Kickstarter allows entrepreneurs to raise money from everyday people. Submit the proper forms online, upload your campaign’s video, and voila – you’re raising money. And the best thing? the money pledged comes with practically no strings attached – your contributors get no equity (moreover, it’s in fact unclear whether you even owe them the service/product you offered in exchange for their contribution). With the alternative being and endless search for an investor, that’s a lot of value created.
Kickstarter also creates value to consumers/contributors. With a 5% fee taken for every successful campaign, you can bet Kickstarter will do their best to find the projects you’ll find most appealing (read: you’ll contribute the most to, in expectation). So rather than sifting through the thousands of campaigns happening simultaneously at any given moment, Kickstarter will do it’s best to help you explore only the ones most relevant to you, sparing you the ones for products like “Little Eatz – treats that both you and your dog can eat”. With so much data about the campaign (popularity, category etc.), and about you (e.g., campaigns you’ve contributed to before, and if you’re willing, data pulled from your Facebook account), they’re very likely to do a good job.
This brings us to every investor’s must-have these days – Network Effects. Contributors bring Campaigns and vice versa. It’s easiest to see how contributors bring campaigners – the more dollars there are on a platform, the better your chances are to succeed, and therefore to upload your campaign to begin with. But also, as mentioned, campaigns bring contributors. With plenty of campaigns to choose from, Kickstarter can keep the contributors entertained for hours browsing the site, and more importantly, to always have a supply of interesting campaigns. Campaigners also help drive more contributors by taking charge of the marketing efforts, blasting their friends’ social media feeds with links to their campaigns. And to top all of this off, with a growing crowd of both campaigns and contributors seeking a match, Kickstarter gets better and better at playing matchmaker.

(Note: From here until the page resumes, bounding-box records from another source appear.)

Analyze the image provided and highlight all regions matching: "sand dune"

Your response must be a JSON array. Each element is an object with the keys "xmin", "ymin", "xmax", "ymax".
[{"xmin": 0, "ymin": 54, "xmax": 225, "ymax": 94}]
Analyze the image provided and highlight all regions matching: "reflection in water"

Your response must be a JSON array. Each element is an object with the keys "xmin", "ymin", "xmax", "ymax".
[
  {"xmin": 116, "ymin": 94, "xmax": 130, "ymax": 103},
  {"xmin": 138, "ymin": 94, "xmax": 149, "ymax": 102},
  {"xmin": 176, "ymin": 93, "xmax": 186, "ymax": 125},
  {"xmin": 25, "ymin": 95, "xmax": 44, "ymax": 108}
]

And as mentioned, Kickstarter doesn’t shy away from capturing some of the value it creates – charging 5% of the money raised in fees. With about half of the fees likely going to cover credit card companies’ fees, Kickstarter is left with a hefty sum given its near-zero marginal cost. With $500M in money pledged (generating $25M in fees) this still doesn’t give it “Unicorn Status”, but relative to the amount of capital invested ($10M), it’s not too bad. And with new geographies constantly added, it is likely to grow even larger.
I think it’s clear that Kickstarter is a winner. However, it’s not too clear who is the loser. Two come to mind: angel investors, and all the companies producing products that compete with the products featured in the campaigns. Ryan Grepper, the creator of “Coolest Cooler” might have had to give up equity to raise the $50k he asked for his venture. Instead, he created a Kickstarter campaign, and raised $13M. Good chance some angel investor never got the chance to tag along for the ride. Maybe one day Coleman, a company that makes outdoor recreation products, will one day discover that Ryan Grepper is eating their lunch. Time will tell.